Online-Händler müssen sich warm anziehen: Textilkennzeichnungsverordnung ist jetzt Markverhaltensregelung nach § 4 Nr. 11 UWG

Law-BlogWer Textilbekleidung oder andere Textilerzeugnisse in Online-Shops anbietet, muss sich künftig warm anziehen: Das Landgericht Köln hat am 6.11.2014 u. a. entschieden (Az.: 31 O 512/13), dass ein Online-Händler Textilerzeugnisse nicht im Internet anbieten darf, ohne den Verbraucher vor Abschluss des Kaufvertrags darüber aufzuklären, aus welchen Textilfasern sich die Ware zusammensetzt. Nach Art. 16 Abs. 1 der europaweit geltenden Textilkennzeichnungsverordnung (VO 1007/2011) muss ein Online-Händler den Verbraucher vor dem Kauf u. a. leicht lesbar, sichtbar und deutlich erkennbar über die Textilfaserzusammensetzung der Ware aufklären. Das frühere (nicht mehr geltende) deutsche Gesetz kannte solche Informationspflichten nur für den Hersteller, nicht für Online-Händler!
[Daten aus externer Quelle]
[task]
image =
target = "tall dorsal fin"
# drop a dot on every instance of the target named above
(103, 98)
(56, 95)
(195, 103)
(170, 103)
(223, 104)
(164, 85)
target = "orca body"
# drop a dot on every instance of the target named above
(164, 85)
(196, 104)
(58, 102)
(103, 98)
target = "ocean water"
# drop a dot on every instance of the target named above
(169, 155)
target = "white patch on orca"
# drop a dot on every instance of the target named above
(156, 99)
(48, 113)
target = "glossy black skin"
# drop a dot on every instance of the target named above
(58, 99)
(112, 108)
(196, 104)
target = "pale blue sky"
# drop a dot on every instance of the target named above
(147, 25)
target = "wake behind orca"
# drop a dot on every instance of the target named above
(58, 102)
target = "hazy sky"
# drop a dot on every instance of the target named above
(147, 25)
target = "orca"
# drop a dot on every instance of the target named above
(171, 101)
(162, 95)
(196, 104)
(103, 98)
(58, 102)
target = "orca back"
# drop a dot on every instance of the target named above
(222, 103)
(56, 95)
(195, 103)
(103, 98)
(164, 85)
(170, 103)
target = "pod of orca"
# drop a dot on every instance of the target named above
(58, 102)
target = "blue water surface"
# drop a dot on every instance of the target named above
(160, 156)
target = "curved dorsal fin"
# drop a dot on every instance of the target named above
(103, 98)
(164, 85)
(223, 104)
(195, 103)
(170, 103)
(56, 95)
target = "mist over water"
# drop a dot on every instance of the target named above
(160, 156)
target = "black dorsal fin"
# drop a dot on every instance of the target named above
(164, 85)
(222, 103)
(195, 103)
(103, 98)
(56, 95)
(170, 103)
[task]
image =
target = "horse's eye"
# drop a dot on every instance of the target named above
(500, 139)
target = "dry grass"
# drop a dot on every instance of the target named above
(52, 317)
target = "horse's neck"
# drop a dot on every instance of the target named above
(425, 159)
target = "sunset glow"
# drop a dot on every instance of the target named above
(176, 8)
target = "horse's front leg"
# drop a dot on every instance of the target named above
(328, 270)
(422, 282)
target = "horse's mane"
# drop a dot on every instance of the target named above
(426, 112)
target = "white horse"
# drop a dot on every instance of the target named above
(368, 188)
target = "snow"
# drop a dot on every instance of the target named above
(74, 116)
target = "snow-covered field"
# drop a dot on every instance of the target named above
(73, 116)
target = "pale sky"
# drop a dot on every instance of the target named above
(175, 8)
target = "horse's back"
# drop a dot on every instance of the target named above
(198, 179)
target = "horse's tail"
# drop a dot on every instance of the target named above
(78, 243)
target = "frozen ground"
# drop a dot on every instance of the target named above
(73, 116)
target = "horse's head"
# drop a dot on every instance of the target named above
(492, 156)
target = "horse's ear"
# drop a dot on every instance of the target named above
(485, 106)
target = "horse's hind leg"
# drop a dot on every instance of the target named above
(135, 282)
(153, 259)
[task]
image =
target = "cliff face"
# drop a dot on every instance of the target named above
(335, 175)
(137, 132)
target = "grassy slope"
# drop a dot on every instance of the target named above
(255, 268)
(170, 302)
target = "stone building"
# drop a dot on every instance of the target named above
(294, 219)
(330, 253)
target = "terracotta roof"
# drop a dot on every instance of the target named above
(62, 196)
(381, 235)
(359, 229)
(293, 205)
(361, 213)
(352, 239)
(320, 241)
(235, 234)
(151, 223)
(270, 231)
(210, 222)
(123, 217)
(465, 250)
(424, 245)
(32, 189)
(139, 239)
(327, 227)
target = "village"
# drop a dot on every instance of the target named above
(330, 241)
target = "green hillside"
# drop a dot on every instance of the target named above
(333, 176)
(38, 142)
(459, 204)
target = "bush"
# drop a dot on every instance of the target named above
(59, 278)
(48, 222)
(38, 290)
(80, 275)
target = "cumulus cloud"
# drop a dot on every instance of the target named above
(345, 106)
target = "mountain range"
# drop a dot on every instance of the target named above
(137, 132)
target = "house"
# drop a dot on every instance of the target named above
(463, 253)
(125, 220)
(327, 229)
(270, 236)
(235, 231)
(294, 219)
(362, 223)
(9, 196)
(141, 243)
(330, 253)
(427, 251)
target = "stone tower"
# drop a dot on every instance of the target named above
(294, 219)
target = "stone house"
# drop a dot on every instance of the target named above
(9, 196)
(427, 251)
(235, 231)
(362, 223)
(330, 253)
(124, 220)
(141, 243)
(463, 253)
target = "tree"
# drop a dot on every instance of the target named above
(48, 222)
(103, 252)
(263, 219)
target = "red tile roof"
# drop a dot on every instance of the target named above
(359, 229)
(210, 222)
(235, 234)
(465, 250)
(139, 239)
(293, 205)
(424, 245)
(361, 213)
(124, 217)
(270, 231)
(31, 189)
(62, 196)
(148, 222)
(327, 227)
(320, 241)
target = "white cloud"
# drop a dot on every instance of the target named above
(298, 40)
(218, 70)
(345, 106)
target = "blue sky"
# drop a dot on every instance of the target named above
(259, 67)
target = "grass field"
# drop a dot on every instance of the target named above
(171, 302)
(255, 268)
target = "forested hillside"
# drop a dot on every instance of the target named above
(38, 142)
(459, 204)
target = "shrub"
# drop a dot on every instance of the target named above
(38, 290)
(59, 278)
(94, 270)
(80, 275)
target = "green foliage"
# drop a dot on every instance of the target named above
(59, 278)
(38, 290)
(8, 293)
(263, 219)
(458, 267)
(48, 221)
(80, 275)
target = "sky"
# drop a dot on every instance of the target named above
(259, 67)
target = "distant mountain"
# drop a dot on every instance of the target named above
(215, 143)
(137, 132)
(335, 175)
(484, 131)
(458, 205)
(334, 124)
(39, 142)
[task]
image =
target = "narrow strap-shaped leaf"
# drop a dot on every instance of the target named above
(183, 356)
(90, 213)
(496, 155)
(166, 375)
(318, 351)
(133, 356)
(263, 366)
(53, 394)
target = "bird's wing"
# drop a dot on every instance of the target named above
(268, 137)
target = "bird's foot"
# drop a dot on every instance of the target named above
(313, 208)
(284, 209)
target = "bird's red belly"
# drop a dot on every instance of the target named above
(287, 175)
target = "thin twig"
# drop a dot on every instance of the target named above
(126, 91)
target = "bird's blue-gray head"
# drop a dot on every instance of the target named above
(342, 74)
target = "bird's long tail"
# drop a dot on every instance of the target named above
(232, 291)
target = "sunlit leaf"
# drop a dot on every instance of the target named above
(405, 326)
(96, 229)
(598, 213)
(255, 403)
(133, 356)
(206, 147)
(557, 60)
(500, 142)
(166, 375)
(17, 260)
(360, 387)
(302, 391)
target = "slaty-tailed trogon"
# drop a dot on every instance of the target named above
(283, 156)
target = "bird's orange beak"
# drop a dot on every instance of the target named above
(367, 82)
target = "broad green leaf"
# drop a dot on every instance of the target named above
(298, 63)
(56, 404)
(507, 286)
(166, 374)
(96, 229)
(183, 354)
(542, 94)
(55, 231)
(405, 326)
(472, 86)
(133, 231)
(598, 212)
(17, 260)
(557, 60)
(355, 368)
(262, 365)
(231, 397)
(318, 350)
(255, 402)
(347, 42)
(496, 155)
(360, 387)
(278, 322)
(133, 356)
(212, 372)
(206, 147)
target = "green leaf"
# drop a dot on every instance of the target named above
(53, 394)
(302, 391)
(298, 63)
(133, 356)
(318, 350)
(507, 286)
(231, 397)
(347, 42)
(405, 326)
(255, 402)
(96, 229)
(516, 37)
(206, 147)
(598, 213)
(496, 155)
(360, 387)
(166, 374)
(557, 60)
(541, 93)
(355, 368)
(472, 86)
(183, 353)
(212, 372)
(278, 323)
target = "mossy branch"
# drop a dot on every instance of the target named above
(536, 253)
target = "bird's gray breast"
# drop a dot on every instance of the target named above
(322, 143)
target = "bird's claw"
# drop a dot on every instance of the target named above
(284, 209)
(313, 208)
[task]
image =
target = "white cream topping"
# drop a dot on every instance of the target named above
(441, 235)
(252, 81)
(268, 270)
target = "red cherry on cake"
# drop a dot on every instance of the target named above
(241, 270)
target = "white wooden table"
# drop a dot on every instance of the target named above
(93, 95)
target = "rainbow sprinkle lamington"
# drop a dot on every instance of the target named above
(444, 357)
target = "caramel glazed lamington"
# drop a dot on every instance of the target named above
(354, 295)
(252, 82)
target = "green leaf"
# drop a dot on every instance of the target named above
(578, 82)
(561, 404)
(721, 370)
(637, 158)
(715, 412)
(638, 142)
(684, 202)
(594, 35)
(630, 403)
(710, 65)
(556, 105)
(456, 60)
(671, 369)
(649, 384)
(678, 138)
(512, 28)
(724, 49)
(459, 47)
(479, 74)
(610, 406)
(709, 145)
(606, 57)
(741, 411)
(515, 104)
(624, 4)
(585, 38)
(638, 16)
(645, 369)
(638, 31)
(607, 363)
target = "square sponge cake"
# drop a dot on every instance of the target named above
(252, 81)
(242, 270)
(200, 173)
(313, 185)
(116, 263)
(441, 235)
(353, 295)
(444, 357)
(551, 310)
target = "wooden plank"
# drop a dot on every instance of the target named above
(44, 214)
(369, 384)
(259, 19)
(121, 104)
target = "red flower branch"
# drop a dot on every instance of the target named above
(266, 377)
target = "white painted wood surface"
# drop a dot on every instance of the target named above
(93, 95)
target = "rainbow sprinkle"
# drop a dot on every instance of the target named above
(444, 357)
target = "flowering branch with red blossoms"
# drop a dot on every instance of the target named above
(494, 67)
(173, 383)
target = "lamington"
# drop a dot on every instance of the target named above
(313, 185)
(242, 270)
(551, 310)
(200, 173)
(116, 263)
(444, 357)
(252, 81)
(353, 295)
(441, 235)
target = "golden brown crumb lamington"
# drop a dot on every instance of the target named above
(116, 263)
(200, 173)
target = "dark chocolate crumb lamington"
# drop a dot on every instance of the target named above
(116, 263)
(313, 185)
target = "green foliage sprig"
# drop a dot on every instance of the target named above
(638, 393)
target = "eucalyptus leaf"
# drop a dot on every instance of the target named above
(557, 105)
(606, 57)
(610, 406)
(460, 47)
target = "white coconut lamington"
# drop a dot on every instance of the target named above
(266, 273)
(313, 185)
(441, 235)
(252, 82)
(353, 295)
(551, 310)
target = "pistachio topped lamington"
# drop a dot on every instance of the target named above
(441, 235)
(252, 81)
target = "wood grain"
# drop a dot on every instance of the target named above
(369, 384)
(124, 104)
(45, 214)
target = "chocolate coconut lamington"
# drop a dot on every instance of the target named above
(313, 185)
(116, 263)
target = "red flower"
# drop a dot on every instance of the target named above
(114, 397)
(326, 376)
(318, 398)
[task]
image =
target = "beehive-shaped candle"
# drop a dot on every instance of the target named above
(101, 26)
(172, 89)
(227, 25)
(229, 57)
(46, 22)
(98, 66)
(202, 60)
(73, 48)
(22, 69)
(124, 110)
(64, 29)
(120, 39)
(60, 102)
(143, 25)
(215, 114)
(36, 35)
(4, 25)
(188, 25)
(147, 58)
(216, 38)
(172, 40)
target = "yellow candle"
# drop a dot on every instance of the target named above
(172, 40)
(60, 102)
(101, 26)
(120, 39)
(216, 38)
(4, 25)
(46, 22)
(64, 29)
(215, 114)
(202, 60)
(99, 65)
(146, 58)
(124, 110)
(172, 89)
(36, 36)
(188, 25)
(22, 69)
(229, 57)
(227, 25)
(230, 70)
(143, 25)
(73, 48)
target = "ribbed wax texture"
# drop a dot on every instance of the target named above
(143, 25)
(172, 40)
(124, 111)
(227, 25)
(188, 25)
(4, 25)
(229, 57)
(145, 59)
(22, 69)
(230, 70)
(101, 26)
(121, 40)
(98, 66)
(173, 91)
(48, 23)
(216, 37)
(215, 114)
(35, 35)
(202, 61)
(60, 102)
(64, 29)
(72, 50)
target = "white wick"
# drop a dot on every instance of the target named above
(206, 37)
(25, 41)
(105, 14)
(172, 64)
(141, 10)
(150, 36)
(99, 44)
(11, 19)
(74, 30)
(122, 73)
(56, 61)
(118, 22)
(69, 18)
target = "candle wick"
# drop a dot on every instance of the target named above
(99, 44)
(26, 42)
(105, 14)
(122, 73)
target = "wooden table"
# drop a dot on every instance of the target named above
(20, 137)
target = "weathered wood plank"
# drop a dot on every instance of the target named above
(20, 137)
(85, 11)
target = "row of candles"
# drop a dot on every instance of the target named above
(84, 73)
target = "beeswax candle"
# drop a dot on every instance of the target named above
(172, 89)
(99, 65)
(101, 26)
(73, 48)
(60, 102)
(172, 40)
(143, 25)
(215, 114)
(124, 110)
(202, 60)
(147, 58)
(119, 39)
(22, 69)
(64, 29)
Die Entscheidung des Landgerichts Köln ist deshalb wichtig, da es der Textilkennzeichnungsverordnung (TextilKennzVO) den Status einer sog. „Marktverhaltensregelung“ gemäß § 4 Nr. 11 UWG verleiht. Das Gericht hat ausgeführt:

„Bei der Textilkennzeichnungsverordnung handelt es sich um eine Marktverhaltens-regelung im Interesse der Verbraucher im Sinne des § 4 Nr. 11 UWG, da sie als Produktkennzeichnungspflicht durchweg dem Schutz der Verbraucher dient […].“

Die TextilKennzVO ist damit eine Regelung, die das Interesse der Marktteilnehmer (insbesondere das Interesse der Verbraucher) schützt. Wer gegen die Textilkennzeichnungsverordnung verstößt, handelt wettbewerbswidrig und kann nach deutschem Wettbewerbsrecht abgemahnt oder gar auf Unterlassung verklagt werden!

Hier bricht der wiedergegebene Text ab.